Für die einen sind es Ärgernisse, für die anderen Geschäftsideen. Sechs Firmen, die uns weiterhelfen.





PROBLEM I: Wo finde ich die richtigen Antworten mit Erklärung?

Als Emrah Hircin, heute Facharzt für Innere Medizin, sich im Jahr 2007 auf sein Examen vorbereitete, druckten Verlage noch dicke Bücher oder verkauften CD-ROMs mit 10 000 Examensfragen und -antworten. „Auf Hunderte Fragen gab es immer die gleiche Standardantwort“, sagt Hircin. Was seine Kommilitonen und er aber wirklich brauchten, waren Erklärungen, warum eine Antwort richtig ist oder nicht, am besten online.

Seit 2012 arbeitet Hircin bei Amboss, einem Unternehmen, das genau das anbietet, was er sich damals wünschte: medizinisches Lernmaterial im Internet. Amboss ist heute eines der meistgenutzten Angebote zur Aus- und Weiterbildung von Studenten und Ärzten.

Die Idee für die Wissensplattform hatten die drei Ärzte Kenan Hasan, Madjid Salimi und Sievert Weiß, die zusammen in Göttingen studiert hatten. Sie entwickelten eine Lernsoftware, mit der Medizinstudenten sich auf das Examen vorbereiten können – und nicht nur richtige Antworten, sondern auch umfangreiche Zusatzinformationen finden. 2011 gründeten sie ein Unternehmen, Hircin war von Anfang an dabei. Seitdem haben schon 36 Universitäten in Deutschland und in der Schweiz eine Campus-Lizenz der Software für ihre Medizinstudenten erworben.

Auch Ärzten fehle im Berufsalltag eine solche Datenbank, in der sie nachschauen könnten, wenn sie etwas nicht wüssten, sagt Emrah Hircin: „Die Kollegen googeln medizinische Fachfragen, scrollen durch Wikipedia oder bestenfalls durch Leitlinien-PDFs, in denen auf Seite 136 steht, dass ein Sachverhalt gemäß Leitlinie B behandelt werden soll, siehe Seite 236.“

Deswegen erweiterte Amboss seine Datenbank um Informationen zu Therapien. Wenn ein Arzt etwa „Herzinsuffizienz-Therapie“ eingibt, findet er dazu die wichtigsten Fakten für die Praxis und Links zu Studien und Fachartikeln. Es gibt auch eine Rubrik „Do not“, in der der Arzt sehen kann, was er auf keinen Fall tun sollte, und ein Tool zum Einsatz von Medikamenten.
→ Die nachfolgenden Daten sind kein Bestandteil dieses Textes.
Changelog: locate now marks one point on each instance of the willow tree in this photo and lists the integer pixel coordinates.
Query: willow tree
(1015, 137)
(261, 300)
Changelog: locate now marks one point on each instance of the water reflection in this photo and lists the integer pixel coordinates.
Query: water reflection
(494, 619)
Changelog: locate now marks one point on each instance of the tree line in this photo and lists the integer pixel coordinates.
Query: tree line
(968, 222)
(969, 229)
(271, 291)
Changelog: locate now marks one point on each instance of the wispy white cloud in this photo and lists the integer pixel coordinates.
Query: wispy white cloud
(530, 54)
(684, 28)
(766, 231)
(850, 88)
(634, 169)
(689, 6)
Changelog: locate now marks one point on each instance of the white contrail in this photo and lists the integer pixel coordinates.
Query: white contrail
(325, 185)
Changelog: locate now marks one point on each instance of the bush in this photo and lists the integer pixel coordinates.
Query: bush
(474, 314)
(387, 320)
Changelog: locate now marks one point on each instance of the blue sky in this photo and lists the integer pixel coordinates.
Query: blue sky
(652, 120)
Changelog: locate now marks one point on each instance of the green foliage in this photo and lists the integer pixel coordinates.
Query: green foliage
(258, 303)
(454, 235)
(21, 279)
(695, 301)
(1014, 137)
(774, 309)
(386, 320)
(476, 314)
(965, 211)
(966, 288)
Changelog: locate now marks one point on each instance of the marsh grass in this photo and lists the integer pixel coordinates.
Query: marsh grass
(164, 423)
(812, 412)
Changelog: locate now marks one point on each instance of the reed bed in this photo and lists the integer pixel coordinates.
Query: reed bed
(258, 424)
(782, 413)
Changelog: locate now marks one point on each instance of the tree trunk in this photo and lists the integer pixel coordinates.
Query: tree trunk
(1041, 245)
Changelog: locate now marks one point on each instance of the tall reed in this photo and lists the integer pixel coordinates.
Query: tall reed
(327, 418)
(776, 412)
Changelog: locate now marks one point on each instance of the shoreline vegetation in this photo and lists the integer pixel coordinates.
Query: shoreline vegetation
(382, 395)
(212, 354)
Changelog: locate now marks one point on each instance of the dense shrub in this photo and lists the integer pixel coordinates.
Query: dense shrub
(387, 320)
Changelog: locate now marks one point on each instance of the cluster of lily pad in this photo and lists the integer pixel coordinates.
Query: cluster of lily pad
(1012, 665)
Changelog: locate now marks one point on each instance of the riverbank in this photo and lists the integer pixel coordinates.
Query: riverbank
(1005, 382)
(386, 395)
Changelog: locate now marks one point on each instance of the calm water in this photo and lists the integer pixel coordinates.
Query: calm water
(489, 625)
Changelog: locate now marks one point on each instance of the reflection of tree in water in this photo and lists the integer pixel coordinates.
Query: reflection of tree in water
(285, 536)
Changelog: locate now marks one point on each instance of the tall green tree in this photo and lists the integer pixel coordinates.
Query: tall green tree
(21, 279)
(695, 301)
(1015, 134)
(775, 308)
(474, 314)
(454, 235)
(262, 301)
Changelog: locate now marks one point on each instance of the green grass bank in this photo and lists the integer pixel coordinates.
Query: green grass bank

Fast 20 000 Ärzte benutzen die Wissensdatenbank bereits. Auch wer nicht so gut Deutsch spricht, kann sie nutzen, sagt Hircin. „Wir haben die Algorithmen so konfiguriert, dass sie typische Rechtschreibfehler erkennen, damit Begriffe auch in falschen Schreibweisen auffindbar sind.“ Seit einiger Zeit betreibt Amboss eine zweite Plattform: Steigbügel. Eine Klinikdatenbank, bei der Ärzte und Studenten Kliniken als Arbeitgeber und Lehrkrankenhäuser bewerten und Stellenanzeigen einsehen können.

PROBLEM II: Wie kann ich mein Surfbrett versichern lassen?

Eine Familie will in den Urlaub fahren, auf dem Autodach sind schon die Surfbretter befestigt, da fragt der Mann: „Sind die Dinger eigentlich versichert?“ Seine Frau greift zum Handy, schließt mit drei Klicks für 14 Tage eine Versicherung ab, für die Kinder schnell noch eine Unfallversicherung – dreht sich zu ihrem Mann um und sagt: „Ja.“

So geht die Geschichte, mit der Hanna Bachmann ihre Geschäftsidee und die ihrer beiden Mitgründer für das Start-up Hepster erklärt.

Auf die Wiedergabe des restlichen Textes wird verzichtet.